Hoewel vroeger werk in deze database verschillen heeft aangetoond tussen antibioticaklassen en de ontwikkeling van MRSA gediagnosticeerd in de gemeenschap , hebben wij geen sterk verband gezien tussen antibioticaklasse en prognose. Daarom beschouwden wij antibiotica alleen als een enkele klasse van geneesmiddelen voor deze analyse, aangezien de belangrijkste reden voor het opnemen van antibiotica als covariaat was om te controleren voor mogelijke verschillen in gevoeligheid voor infecties tussen patiënten met en zonder MRSA.
Het brede gebruik van gevoeligheidsanalyse is een belangrijk sterk punt van onze studie. De resultaten van deze analyses geven aan dat de toename in sterfte na een diagnose van MRSA robuust is voor veranderingen in aannames. Het gebruik van de READ-code 4JP..00 voor MRSA-infectie is eerder besproken en patiënten met deze code leken qua kenmerken meer op post-operatieve MRSA-wondinfecties dan op dragers. Het zeer hoge sterftecijfer dat in de huidige studie bij patiënten met MRSA werd gezien, onafhankelijk van de uitgangsgezondheidsstatus, is ook zeer suggestief voor infecties en niet voor dragerschap. Dragerschap kan echter geassocieerd worden met een lagere mortaliteit en een lager hospitalisatiepercentage in vergelijking met klinisch relevante infecties. Bijgevolg kan het meerekenen van deze code geleid hebben tot een onderschatting van het effect van een diagnose van MRSA in de gemeenschap op ziekenhuisopname en sterfte.
De grootste overblijvende bron van mogelijke vertekening in deze studie is de mogelijkheid van ongemeten confounding of, waarschijnlijker, residuele confounding. Hoewel niet-parametrische benaderingen zouden kunnen worden gebruikt om restconfounding in deze studie te verminderen, is het onwaarschijnlijk dat zij effecten van de omvang die wij waarnemen, kunnen verklaren. Het is niet waarschijnlijk dat zulke grote effecten kunnen worden verklaard door iets anders dan vele extreem sterke confounders op basis van schattingen van het effect van confounding.
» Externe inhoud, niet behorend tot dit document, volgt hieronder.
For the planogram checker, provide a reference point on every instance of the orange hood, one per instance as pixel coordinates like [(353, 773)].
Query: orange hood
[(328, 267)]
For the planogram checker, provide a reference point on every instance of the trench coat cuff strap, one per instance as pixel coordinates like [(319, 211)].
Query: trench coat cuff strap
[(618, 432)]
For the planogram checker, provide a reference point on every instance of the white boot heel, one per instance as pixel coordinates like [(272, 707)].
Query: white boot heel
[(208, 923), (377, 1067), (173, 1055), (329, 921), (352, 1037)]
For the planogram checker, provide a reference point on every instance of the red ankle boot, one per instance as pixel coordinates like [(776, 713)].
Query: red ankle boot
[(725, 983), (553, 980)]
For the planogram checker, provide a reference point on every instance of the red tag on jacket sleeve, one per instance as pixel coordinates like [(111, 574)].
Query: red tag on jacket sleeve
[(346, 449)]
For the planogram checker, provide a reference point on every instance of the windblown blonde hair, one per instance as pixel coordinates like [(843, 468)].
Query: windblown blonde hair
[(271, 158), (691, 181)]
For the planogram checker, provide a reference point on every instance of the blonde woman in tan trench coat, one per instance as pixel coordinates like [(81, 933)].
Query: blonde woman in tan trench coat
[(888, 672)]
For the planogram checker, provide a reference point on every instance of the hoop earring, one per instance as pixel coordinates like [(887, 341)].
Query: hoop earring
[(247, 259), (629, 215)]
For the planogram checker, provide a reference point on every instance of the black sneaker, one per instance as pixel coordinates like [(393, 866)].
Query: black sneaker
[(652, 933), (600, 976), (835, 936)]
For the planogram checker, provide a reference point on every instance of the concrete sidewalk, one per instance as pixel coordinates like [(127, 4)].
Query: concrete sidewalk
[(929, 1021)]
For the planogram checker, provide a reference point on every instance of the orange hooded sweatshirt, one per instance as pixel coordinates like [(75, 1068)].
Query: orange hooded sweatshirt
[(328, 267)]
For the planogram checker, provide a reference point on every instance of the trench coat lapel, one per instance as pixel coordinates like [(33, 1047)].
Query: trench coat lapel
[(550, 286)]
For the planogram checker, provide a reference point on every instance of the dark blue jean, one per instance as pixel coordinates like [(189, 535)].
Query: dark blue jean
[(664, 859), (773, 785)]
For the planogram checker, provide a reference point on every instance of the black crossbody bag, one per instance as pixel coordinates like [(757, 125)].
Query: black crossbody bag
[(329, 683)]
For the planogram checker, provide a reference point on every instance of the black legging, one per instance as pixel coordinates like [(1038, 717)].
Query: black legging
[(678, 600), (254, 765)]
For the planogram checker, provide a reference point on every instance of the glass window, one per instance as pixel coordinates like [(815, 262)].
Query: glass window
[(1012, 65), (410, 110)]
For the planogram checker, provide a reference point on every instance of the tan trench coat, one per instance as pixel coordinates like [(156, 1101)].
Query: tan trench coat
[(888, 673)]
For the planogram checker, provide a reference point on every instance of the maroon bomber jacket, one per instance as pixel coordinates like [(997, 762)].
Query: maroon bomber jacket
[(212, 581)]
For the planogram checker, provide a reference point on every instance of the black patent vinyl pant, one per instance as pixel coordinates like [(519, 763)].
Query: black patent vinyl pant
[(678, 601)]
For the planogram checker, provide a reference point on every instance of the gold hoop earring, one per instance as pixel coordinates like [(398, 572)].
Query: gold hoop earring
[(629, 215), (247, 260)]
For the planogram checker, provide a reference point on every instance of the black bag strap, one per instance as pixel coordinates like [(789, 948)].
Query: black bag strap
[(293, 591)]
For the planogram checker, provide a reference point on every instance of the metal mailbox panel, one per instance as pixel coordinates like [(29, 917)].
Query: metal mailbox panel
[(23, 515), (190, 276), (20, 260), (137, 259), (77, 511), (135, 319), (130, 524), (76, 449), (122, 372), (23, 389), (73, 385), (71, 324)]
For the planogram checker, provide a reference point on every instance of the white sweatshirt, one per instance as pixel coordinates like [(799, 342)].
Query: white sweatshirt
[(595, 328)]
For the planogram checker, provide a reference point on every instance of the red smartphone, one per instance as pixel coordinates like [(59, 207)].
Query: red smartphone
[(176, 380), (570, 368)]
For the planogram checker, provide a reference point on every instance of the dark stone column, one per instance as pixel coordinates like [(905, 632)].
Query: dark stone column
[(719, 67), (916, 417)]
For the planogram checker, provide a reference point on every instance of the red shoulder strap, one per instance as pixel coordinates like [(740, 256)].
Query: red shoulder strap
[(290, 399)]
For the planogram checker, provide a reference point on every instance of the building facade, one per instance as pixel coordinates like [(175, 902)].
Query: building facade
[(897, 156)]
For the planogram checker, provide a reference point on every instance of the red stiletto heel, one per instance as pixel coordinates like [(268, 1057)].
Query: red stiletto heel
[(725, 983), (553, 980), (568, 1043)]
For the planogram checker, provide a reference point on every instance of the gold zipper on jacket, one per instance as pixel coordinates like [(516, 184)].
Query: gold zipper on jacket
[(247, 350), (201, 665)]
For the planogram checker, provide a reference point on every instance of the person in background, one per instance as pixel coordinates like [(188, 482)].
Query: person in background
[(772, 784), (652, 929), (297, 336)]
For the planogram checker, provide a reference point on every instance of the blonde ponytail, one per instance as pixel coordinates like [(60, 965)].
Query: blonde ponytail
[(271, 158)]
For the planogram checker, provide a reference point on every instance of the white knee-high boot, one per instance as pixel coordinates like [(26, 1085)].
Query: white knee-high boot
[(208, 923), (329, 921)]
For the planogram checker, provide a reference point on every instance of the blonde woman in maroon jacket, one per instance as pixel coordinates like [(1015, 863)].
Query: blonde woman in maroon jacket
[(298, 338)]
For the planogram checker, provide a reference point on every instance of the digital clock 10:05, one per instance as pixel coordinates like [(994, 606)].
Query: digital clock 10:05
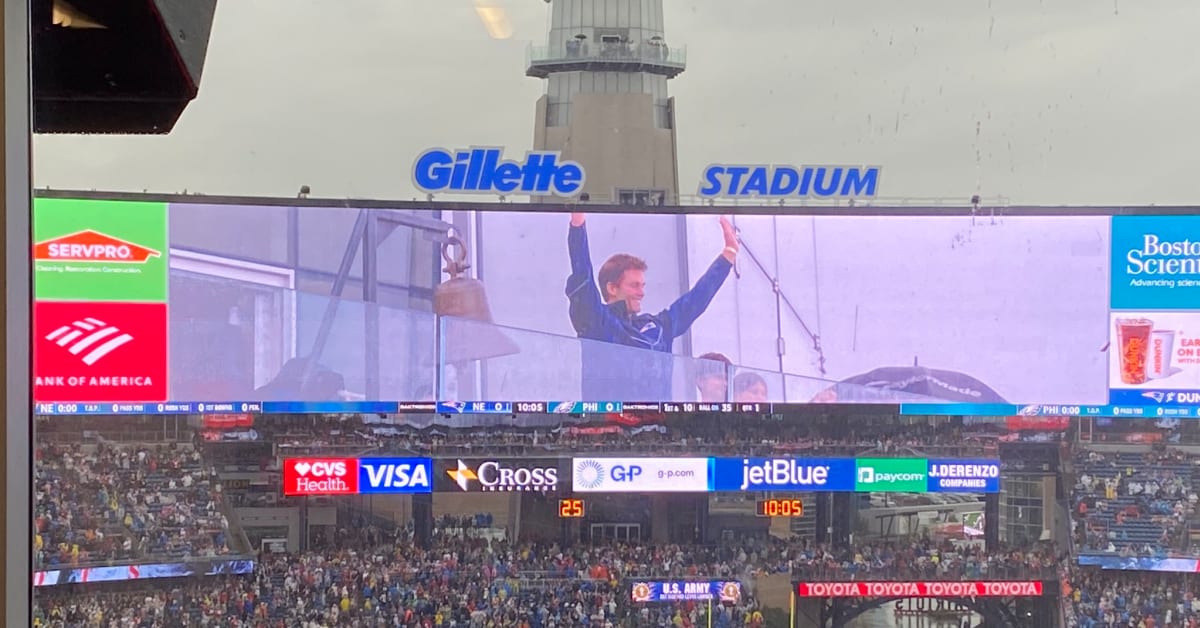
[(780, 508)]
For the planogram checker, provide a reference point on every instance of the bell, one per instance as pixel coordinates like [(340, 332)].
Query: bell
[(468, 333)]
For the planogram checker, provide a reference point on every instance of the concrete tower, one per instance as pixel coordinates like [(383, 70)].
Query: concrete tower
[(606, 66)]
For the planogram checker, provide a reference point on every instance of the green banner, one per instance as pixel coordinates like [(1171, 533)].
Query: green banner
[(892, 474), (100, 250)]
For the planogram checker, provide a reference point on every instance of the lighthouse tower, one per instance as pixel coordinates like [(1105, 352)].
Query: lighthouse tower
[(606, 65)]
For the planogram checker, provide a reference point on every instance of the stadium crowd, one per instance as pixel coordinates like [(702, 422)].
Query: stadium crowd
[(711, 435), (371, 576), (1105, 599), (103, 504)]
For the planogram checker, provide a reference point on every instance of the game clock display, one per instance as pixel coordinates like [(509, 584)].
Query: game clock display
[(570, 508), (780, 508)]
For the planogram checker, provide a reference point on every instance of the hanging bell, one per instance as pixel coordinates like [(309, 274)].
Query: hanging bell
[(468, 333)]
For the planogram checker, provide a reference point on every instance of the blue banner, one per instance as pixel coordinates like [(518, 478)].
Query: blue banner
[(1140, 563), (687, 591), (395, 476), (79, 575), (834, 474), (964, 476), (1168, 399)]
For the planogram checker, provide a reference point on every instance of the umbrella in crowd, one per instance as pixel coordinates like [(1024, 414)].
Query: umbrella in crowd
[(910, 383)]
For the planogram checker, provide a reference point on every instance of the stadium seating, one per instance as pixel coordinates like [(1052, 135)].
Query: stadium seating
[(107, 504), (1133, 503)]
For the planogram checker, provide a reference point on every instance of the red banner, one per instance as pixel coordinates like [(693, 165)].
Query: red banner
[(228, 422), (918, 590), (1050, 424)]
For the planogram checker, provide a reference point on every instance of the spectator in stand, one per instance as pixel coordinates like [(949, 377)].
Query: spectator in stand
[(105, 504), (370, 578)]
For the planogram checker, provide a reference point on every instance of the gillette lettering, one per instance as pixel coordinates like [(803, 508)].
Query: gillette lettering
[(484, 171), (783, 472), (1157, 257)]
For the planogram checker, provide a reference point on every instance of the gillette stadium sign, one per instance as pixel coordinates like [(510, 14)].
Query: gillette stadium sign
[(484, 171), (766, 180)]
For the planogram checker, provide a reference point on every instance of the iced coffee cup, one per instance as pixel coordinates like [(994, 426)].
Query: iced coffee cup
[(1133, 347)]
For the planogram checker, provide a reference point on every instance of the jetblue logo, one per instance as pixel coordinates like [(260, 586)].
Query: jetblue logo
[(395, 474), (779, 181), (783, 473), (832, 474), (484, 171)]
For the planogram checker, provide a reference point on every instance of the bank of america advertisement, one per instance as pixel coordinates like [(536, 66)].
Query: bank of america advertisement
[(213, 301)]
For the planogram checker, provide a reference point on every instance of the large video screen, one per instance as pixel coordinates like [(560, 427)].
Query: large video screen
[(198, 305)]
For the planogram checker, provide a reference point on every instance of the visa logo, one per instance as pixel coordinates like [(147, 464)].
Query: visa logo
[(395, 476)]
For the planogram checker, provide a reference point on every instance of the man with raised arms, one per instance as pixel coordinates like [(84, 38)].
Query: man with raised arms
[(607, 307)]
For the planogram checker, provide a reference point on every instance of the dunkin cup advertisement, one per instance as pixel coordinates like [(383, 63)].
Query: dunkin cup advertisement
[(1155, 351)]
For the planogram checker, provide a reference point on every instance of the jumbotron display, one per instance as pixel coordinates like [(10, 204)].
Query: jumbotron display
[(191, 305)]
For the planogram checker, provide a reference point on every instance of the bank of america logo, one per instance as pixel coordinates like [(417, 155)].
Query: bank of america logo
[(89, 338)]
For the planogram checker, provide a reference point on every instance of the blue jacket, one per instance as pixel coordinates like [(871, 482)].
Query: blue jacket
[(612, 374)]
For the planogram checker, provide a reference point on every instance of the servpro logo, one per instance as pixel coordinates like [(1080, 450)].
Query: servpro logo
[(93, 246), (918, 590)]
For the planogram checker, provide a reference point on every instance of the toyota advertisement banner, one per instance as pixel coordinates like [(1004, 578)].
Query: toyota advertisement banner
[(172, 304), (978, 588), (400, 476)]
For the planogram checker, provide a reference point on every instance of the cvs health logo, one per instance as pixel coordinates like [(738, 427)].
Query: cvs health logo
[(321, 476), (94, 351), (395, 474)]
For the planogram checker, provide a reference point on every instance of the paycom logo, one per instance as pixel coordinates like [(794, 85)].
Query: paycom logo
[(1156, 262), (892, 474)]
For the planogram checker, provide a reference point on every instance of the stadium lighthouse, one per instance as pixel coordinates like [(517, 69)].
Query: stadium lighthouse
[(606, 102)]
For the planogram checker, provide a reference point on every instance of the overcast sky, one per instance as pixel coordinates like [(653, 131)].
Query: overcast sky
[(1042, 101)]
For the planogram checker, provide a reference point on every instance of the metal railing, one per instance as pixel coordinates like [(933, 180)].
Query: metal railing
[(582, 52)]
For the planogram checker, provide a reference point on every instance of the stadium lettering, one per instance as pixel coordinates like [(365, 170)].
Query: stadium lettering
[(783, 473), (775, 181), (484, 171), (1157, 257)]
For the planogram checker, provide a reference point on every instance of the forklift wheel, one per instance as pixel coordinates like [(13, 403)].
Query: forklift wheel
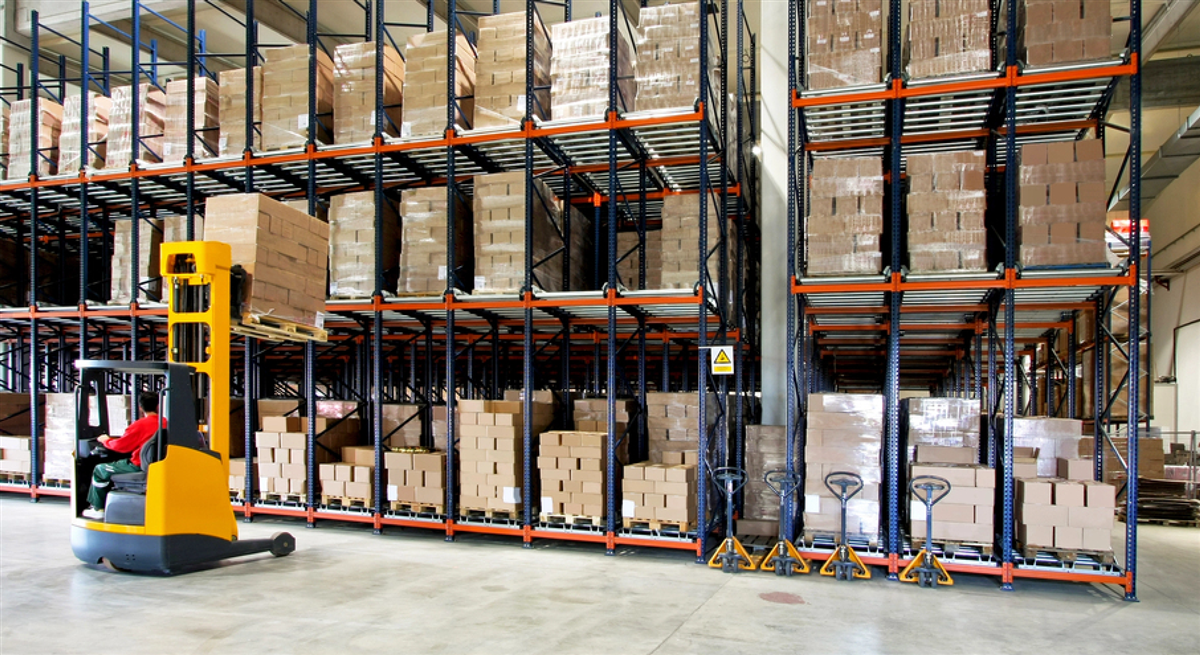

We vermeden ook vertekening door verkeerde allocatie van tijd of door aanpassing voor variabelen die mogelijk in het causale pad tussen MRSA-infectie en sterfte zitten, door alleen de baseline karakteristieken van de proefpersonen te gebruiken om confounders te bepalen. Het corrigeren voor factoren (zoals secundaire infecties) die na de diagnose van MRSA-infectie optreden, zou tot overcorrectie kunnen leiden en de schattingen in de richting van de null kunnen vertekenen.